One Medical continues to distribute COVID-19 vaccine doses in partnership with local health departments, which could become a material factor in the company's 2021 revenue.
But the San Francisco-based company has come under fire in California, Oregon and Washington for allegedly inoculating young, healthy people who were ineligible for the COVID-19 vaccine, an investigation by NPR found. Friends and family of company leadership and ineligible people were allowed to skip the line ahead of high-risk patients, the investigation found.
During the company's full-year 2020 and fourth-quarter earnings call Thursday, Amir Dan Rubin, chair, and CEO and president of One Medical, said "any assertions the company broadly and knowingly disregarded eligibility guidelines are not true and in contradiction to its approach."
"We strongly refute these gross mischaracterizations. We have made strides to vaccinate tens of thousands of eligible community members, the vast majority referred from public health," he said.
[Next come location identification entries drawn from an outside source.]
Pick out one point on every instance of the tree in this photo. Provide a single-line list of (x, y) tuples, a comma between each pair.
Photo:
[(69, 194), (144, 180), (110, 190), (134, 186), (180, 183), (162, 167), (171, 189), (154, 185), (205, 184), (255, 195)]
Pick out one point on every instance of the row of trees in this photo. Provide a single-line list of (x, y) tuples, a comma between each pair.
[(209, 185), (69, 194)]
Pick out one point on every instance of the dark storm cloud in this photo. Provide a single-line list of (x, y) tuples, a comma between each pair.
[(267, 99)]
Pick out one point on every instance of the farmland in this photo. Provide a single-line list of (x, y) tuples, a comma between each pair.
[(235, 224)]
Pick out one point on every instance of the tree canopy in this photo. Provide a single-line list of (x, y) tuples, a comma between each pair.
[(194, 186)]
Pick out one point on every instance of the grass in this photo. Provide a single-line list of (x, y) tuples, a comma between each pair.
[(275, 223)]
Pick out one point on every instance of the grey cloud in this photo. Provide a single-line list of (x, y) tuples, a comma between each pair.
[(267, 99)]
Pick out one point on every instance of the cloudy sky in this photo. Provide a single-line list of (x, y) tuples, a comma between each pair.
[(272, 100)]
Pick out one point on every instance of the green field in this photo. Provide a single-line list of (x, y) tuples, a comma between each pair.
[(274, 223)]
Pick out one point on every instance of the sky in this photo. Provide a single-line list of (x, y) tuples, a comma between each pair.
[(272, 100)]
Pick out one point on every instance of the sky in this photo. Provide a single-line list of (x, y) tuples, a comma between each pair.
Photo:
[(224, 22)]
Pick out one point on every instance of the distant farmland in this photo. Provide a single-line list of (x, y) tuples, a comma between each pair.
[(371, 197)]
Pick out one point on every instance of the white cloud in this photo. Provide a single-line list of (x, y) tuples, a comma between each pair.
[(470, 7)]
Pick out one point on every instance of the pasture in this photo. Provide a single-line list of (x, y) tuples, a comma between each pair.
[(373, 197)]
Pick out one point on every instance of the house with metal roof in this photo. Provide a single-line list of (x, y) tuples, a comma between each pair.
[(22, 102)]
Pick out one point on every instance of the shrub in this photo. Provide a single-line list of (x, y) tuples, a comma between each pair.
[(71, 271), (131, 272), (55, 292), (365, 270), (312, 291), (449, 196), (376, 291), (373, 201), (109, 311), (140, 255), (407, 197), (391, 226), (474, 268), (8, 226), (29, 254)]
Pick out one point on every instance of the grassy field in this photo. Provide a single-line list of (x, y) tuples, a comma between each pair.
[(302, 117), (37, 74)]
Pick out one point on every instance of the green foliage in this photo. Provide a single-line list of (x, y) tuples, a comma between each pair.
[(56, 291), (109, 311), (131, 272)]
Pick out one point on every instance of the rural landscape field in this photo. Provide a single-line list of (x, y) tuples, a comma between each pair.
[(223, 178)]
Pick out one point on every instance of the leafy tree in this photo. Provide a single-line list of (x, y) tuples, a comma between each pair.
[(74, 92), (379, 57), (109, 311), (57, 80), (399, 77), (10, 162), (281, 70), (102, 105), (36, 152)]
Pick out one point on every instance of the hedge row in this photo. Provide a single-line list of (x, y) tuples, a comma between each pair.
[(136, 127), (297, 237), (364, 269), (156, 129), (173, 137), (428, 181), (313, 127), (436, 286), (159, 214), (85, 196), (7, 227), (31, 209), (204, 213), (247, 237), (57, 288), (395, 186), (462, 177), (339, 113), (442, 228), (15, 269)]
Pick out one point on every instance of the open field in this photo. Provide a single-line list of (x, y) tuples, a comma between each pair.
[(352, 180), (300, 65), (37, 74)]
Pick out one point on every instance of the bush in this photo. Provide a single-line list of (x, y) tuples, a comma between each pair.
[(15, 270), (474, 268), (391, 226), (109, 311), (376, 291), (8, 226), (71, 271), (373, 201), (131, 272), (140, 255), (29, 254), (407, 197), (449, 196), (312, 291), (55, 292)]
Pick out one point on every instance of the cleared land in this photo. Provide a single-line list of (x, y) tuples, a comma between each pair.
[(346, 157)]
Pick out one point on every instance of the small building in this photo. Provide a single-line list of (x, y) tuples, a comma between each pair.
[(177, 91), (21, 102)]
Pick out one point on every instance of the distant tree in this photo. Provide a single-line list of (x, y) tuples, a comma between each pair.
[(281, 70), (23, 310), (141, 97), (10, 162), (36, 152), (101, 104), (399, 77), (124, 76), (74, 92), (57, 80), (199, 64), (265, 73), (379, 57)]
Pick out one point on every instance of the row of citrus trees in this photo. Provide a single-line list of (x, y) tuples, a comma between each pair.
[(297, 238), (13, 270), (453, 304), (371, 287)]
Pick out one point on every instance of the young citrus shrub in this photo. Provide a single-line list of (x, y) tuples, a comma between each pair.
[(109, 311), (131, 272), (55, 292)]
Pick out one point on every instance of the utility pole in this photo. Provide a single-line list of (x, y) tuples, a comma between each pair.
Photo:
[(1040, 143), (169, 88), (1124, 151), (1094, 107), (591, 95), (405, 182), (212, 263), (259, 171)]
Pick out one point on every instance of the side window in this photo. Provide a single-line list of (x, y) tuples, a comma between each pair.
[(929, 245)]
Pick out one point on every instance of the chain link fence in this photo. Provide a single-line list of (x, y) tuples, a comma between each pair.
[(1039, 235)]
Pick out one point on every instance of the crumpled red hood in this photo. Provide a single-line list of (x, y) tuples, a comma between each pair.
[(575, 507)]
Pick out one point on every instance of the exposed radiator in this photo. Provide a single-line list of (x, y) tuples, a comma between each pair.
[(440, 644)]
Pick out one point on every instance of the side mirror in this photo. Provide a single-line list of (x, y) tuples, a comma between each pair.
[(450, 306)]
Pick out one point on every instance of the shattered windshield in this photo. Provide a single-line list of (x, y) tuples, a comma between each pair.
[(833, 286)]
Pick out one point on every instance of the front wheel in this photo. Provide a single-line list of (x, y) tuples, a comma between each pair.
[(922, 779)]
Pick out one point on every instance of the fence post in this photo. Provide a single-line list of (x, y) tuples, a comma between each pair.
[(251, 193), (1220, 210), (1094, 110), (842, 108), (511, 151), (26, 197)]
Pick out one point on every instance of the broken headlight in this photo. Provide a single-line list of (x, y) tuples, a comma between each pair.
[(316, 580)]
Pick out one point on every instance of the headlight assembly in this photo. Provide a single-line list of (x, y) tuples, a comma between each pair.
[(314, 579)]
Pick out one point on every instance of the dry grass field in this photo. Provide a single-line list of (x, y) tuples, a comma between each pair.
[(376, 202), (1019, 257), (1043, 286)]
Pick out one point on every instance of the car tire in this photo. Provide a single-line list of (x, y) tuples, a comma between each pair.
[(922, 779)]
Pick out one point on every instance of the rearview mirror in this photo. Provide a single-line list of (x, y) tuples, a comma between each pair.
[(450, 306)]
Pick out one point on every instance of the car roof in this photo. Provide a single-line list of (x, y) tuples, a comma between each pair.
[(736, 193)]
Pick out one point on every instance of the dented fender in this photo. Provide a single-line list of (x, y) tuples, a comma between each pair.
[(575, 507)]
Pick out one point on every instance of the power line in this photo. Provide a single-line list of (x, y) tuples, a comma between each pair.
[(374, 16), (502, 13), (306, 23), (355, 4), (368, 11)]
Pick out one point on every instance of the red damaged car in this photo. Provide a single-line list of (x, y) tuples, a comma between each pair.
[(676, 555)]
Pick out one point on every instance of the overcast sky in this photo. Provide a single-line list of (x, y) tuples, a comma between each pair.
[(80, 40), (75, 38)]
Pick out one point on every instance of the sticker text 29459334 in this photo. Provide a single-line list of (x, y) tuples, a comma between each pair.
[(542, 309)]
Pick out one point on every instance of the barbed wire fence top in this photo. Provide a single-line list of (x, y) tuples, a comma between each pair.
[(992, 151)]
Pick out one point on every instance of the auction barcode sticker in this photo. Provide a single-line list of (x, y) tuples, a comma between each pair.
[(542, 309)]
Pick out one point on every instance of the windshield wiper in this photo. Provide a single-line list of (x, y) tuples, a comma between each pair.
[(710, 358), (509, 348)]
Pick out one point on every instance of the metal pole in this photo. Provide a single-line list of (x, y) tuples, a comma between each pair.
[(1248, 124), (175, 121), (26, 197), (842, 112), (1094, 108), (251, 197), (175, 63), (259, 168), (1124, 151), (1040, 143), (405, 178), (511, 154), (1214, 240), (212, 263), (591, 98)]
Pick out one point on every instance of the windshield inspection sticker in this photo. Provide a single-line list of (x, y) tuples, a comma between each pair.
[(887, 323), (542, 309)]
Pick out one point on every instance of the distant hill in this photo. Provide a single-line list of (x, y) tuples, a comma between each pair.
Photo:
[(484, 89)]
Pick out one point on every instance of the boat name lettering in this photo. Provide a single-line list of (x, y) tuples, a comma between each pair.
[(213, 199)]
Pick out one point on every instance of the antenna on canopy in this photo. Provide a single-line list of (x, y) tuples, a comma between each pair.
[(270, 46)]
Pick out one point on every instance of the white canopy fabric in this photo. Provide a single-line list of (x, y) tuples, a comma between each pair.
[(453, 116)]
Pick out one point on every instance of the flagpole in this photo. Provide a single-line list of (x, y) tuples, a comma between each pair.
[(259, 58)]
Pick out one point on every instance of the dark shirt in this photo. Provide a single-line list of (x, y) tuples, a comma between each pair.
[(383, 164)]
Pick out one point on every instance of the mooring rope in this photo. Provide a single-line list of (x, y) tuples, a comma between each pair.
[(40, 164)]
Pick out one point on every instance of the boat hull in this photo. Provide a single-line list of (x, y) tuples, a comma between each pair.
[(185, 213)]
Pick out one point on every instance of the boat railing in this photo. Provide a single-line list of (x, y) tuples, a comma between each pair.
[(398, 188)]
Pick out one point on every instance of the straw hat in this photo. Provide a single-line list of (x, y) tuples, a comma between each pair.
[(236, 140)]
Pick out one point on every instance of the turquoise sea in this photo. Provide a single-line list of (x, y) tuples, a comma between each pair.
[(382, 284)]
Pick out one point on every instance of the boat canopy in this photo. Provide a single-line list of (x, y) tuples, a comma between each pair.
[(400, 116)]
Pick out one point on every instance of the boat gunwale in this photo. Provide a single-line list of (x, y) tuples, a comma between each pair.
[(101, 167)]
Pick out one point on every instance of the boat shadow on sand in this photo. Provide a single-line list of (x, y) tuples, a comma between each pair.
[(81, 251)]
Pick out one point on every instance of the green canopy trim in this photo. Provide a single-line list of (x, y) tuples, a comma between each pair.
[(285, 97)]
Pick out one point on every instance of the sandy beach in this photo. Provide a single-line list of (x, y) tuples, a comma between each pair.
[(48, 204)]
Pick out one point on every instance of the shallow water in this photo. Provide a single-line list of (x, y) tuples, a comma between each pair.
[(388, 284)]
But three Bay Area counties have suspended coronavirus vaccine supplies to One Medical under allegations that its procedures allowed ineligible individuals to cut the line, the San Francisco Chronicle reported.
In Washington, D.C., One Medical offices are serving teachers and essential workers, and in New York City, the company is vaccinating in homeless shelters. The company has registered as a vaccine provider with more than 30 different jurisdictions.
"In terms of eligibility checking, we have numerous checkpoints in place, including appointment booking via schedule scanning and in-person verification at the point of care," he said. "It is still possible that some people either misrepresented themselves, abused our trust, or booked outside the specified eligibility criteria for their county even if they were eligible in an adjacent county."
"We believe that these are gross mischaracterizations of our outstanding work and our focus on leveraging our strengths to serve communities and departments of public health. We continue to do that work and anticipate that work to go strongly," Rubin said.
One Medical, which went public in January, markets itself as a membership-based, tech-integrated and consumer-focused primary care platform. The company is currently in 12 different markets across the U.S., with five more to open up in 2021.
The company plans to go into four new markets and add 30 to 40 new offices in both new and existing markets in 2021, according to Rubin.
Ongoing COVID-19 testing and vaccines could be "material potential swing factors" in its 2021 revenue as it works with employers and its own medical practices to roll out vaccine doses.
One Medical's fourth-quarter revenue jumped to $122 million, up 57% from $77 million during the same period last year. Full-year 2020 net revenue reached $380 million, a 38% increase year over year.
The company's membership jumped 30% in the fourth quarter to reach 549,000 members compared to 422,000 members in the fourth quarter of 2019, One Medical reported. The company also had more than 8,000 employer clients and more than 5 million digital and in-person interactions during 2020.
“We have continued to see our human-centered and technology-powered model deliver impacts at scale," Rubin said.
In the fourth quarter, One Medical reported a loss of $8 million, or six cents a share, compared with a loss of $19.5 million, or $1.03 a share, in the year-ago period, according to its filing.
For full-year 2020, the company reported a loss of $89 million, or 75 cents a share, compared with a loss of $54 million, or $2.84 a share, in 2019.
The company's quarterly revenue and earnings topped expectations. Wall Street analysts expected a loss of 14 cents a share for the quarter on revenue of $106 million.
For the first quarter of 2021, One Medical expects its membership to reach to between 590,000 and 600,000. The company also is projecting total net revenue in the first quarter of 2021 in the range of between $113 million and $118 million.
For full-year 2021, the company expects revenue to reach between $465 million and $485 million. Adjusted EBITDA for the year is expected to be in the range of a loss of $20 million to break-even.
One Medical expects membership to climb to 660,000 and up to 680,000.